Imagining how you're going to enjoy the new comforts of a home renovation after you've been approved for a home equity loan can be relaxing. The expanded living room, bigger bathtub, new game room or whatever else you've been dreaming of can seem like a carefree time that you'll soon be enjoying.
Problems pop up, as they often do with construction projects, and some are out of a homeowner's control. Other potential problems, however, can be dealt with before they happen by thinking ahead before getting approved for a home equity loan or line of credit. Here are six things you don't want to overlook before taking out such a loan for a remodeling project:
1 - Realize you're paying higher interest
A home equity loan is given to the borrower in a lump sum, and the interest is charged on the full amount from the beginning of the loan - which are major differences from a home equity line of credit, also called a HELOC.

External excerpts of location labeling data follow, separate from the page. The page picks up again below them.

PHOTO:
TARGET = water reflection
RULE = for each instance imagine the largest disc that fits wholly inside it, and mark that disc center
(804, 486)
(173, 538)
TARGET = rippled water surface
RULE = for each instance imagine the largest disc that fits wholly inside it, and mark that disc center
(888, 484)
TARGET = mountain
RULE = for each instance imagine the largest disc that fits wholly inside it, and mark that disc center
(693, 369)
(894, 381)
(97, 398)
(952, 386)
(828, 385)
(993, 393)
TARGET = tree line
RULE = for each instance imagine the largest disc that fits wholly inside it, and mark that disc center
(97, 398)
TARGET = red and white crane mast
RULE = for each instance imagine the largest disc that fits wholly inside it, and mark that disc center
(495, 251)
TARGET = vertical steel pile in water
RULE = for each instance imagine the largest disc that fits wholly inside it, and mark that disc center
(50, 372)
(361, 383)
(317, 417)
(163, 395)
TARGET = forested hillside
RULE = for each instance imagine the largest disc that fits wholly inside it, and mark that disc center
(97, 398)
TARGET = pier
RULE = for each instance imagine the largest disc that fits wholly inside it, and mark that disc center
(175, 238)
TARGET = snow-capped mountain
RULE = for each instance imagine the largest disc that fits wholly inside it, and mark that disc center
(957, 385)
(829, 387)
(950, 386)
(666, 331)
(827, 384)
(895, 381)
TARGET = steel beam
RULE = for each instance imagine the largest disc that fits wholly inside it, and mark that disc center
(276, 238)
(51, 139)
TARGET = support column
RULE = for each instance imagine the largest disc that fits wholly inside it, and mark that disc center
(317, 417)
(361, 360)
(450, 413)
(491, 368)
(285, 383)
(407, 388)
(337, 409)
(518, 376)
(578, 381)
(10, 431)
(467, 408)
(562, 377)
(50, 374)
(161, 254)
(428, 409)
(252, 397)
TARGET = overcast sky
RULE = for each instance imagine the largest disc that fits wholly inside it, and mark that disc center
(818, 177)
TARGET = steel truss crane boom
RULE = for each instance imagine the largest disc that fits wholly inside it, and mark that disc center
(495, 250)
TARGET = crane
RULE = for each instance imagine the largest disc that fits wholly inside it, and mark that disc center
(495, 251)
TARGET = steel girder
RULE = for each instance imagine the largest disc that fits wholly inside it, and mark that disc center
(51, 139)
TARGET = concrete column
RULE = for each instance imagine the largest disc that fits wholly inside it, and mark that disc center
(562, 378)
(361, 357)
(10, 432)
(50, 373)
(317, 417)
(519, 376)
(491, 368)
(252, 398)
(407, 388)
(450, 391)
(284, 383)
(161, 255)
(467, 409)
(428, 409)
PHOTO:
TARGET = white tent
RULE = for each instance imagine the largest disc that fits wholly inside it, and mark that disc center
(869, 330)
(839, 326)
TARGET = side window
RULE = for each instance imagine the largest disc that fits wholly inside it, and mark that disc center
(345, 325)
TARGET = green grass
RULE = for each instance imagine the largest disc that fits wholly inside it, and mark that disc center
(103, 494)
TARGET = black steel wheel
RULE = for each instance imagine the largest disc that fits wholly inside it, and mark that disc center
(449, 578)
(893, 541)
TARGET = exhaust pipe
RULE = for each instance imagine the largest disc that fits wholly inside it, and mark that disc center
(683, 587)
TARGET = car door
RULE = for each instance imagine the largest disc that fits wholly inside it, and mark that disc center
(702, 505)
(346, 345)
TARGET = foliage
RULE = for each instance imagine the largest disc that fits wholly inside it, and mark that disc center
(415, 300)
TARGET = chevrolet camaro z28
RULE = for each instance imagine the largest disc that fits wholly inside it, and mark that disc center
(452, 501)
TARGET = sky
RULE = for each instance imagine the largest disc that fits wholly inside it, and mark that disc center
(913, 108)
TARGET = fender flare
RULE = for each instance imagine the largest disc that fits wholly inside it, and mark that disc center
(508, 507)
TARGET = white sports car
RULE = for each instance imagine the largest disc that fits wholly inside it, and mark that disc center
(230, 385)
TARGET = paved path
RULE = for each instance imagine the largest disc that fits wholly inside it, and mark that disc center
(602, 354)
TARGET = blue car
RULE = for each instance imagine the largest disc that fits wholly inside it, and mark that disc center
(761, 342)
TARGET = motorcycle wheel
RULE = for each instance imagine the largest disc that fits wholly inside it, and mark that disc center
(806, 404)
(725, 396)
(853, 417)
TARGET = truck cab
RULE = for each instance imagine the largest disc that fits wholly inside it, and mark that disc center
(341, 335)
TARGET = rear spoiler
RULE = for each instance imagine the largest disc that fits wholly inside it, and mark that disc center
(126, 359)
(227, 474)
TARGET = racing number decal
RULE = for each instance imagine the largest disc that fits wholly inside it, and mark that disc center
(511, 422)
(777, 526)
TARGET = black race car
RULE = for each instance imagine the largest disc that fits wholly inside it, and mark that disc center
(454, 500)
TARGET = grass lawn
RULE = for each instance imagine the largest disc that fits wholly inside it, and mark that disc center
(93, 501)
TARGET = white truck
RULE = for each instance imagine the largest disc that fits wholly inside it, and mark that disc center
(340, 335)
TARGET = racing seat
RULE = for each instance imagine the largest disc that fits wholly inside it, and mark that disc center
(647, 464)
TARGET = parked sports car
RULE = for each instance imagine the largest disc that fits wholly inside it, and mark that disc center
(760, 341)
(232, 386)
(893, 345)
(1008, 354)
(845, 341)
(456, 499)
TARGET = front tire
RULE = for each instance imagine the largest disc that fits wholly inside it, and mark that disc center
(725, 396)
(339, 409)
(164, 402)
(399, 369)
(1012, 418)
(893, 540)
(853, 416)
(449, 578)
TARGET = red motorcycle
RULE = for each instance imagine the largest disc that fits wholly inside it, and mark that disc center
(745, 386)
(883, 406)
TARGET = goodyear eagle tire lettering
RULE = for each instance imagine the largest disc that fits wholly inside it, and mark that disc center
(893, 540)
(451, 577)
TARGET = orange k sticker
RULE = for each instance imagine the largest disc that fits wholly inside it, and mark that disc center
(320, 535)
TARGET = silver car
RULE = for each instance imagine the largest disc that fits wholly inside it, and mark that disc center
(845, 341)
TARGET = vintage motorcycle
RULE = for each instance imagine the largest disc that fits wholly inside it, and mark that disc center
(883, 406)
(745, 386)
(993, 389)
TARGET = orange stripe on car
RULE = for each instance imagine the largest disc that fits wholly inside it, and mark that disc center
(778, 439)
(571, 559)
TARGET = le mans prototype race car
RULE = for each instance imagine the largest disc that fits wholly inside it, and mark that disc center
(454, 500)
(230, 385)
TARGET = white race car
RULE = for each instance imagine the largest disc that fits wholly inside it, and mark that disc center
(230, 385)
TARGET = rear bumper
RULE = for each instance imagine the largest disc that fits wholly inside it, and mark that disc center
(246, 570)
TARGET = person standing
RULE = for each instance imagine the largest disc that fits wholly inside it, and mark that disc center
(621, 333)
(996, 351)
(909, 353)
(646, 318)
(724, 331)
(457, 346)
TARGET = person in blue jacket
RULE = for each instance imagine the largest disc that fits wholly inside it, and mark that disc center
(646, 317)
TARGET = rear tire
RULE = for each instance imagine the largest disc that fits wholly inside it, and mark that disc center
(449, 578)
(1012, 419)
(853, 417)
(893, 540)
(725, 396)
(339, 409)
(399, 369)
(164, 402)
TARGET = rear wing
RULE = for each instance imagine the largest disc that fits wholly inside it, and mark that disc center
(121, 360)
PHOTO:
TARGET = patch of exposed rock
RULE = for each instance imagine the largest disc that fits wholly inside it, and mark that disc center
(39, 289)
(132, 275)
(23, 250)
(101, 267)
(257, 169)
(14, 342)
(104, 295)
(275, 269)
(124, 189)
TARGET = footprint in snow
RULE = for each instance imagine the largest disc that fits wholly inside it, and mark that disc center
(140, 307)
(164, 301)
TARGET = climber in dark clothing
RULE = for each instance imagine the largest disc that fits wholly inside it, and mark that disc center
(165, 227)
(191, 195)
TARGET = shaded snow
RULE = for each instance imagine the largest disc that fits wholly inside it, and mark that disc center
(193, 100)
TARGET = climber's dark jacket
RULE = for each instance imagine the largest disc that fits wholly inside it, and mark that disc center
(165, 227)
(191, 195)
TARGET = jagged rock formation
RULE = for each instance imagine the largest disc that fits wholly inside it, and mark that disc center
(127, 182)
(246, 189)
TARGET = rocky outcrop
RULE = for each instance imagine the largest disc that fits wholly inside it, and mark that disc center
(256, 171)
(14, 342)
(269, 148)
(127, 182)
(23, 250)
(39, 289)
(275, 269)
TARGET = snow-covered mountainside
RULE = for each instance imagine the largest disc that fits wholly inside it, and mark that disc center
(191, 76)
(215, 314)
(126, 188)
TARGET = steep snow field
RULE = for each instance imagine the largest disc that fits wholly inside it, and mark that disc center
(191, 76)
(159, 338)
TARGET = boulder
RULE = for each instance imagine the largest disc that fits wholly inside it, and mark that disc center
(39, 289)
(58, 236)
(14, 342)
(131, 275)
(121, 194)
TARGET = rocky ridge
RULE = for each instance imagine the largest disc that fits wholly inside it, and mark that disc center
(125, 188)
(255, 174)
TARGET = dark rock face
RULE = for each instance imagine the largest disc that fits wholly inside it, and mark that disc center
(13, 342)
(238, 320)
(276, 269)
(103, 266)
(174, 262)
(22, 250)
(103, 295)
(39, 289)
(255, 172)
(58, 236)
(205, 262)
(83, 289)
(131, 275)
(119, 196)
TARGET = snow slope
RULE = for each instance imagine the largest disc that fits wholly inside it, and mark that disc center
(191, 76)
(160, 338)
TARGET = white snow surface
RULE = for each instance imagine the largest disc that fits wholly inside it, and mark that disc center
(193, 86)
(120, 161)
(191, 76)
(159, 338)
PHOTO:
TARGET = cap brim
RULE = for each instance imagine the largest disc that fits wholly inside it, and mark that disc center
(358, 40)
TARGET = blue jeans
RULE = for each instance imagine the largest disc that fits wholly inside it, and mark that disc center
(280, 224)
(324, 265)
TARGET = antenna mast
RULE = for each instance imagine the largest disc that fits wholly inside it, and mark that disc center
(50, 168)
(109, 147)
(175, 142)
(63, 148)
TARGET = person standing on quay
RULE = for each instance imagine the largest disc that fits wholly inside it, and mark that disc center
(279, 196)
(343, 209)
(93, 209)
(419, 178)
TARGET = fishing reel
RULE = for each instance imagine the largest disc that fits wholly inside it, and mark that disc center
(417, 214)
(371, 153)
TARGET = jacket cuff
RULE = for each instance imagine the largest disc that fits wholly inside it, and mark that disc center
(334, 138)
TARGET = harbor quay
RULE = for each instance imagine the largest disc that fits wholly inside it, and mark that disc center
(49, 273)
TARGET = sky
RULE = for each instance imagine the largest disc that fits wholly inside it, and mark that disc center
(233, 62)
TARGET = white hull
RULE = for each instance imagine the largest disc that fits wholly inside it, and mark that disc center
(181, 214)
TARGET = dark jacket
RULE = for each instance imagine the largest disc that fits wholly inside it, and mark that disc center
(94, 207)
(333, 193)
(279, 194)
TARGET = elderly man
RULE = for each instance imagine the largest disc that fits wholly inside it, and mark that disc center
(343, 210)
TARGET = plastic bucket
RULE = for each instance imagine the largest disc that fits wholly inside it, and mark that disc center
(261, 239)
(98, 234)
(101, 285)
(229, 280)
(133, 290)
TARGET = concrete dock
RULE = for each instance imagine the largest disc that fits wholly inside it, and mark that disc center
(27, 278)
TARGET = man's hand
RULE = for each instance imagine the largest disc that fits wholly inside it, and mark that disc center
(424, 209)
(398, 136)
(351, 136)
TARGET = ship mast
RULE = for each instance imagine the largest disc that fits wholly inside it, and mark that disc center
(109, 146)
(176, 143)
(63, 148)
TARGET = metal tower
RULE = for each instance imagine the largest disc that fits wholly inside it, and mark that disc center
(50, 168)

Without going into all of the ins and outs of a HELOC, it's worth noting that a home equity loan is repaid at a fixed interest rate that's about 2 percent more than a HELOC. The payment is a fixe amount for a specific number of years, usually 20 to 30 years, for a home equity loan that requires at least 10 percent equity in your home.
With however much money you take upfront with such a loan, it's yours to spend as you'd like. Be smart and put the money aside in preparation for paying contractors who will be doing your home renovations.
2 - Check out the contractor
Along with getting referrals from friends and family, check out a contractor's license with state licensing agencies.
Your loan officer will likely want to check out the contractor you want to hire if you're taking out a home equity loan, though a HELOC won't require as much attention, says Trey Horton, a residential mortgage loan officer at InterLinc Mortgage Services in Birmingham, Alabama.
"They don't have to worry about anything if they take a home equity line of credit out," Horton says. "They can even do the work themselves."
3 - Check the contractor's insurance
After checking out a contractor's referrals and past work, and if they've been sued for shoddy or incomplete work, make sure they have enough general liability and worker compensation insurance.
Minimum requirements differ by state, but make sure it's enough to cover your house if it's destroyed, for example, in an accidental fire caused by the contractor or subcontractor.
At least $500,000 is a good starting point for general liability coverage, and $1 million is good for workers compensation insurance, says Stan Templeton, owner of Majestic Construction and Roofing in Oklahoma City. At the first meeting with the contractor, ask that they have their insurance agent send you a copy of their insurance certificate, Templeton says. If they won't, that's a red flag, he says.
"You don't want people on your property who aren't insured," Templeton says. "They fall down on your front step, they may sue you."
4 - Avoid liens on your property
This may be one area that you'd think would be out of a homeowner's control if subcontractors aren't paid by the general contractor and the subcontractors put a lien against your home for nonpayment - even if you've paid the contractor in full. But there are a few options, if you think about them before renovations begin.
One is to require the contractor to secure a payment bond for subcontractors before the project starts. It's a form of insurance that the contractor won't get back if it's not used, and can add $1,000 or more to the job cost, Templeton says.
Another option is to ask the contractor to set aside funds in an escrow account to pay the subcontractors, which should entice subcontractors to sign a waiver to post a lien. This option is rarely used, Templeton says, because the customer's checkbook is a sort of escrow account that doesn't get paid out until certain work benchmarks are met.
Templeton says he can give customers lien waivers that all of the subcontractors are paid in full at specific milestones and the end of a job.
A performance bond can also be requested by homeowners, requiring the work to be satisfactorily completed according to the contract terms. The bond could increase the cost of the project by 2-5 percent, but the extra expense may be worth the peace of mind, especially on large jobs.
5 - Increase your homeowner's insurance
If the renovations are expected to raise your home's value by 6-12%, it's a good idea to check with your insurer to make sure your improved home is covered in a loss, Horton says.
A family's insurance agent can also determine if the contractors have enough insurance to cover potential losses and if the homeowner's insurance should be increased. Wording in the contract with the contractor may need to be added to ensure that the contractor's insurance is the primary insurance and that they waive the right to file claims against the homeowner and the homeowner's insurance policy.
Whatever extra homeowner's insurance you get, don't wait until after the renovation to increase your coverage. Homes can burn to the ground, for example, during construction work, and extra insurance could help cover such losses.
6 - Add life insurance
Life insurance may be the last thing you're thinking about before you remodel your home, but it's something to consider when adding to the value of your home and taking out a home equity loan. Adding more debt to your life is a good reason to check your life insurance policy and review it to make sure you have enough coverage to repay that loan if you die, says Rick Huard, senior vice president of consumer lending at TD Bank.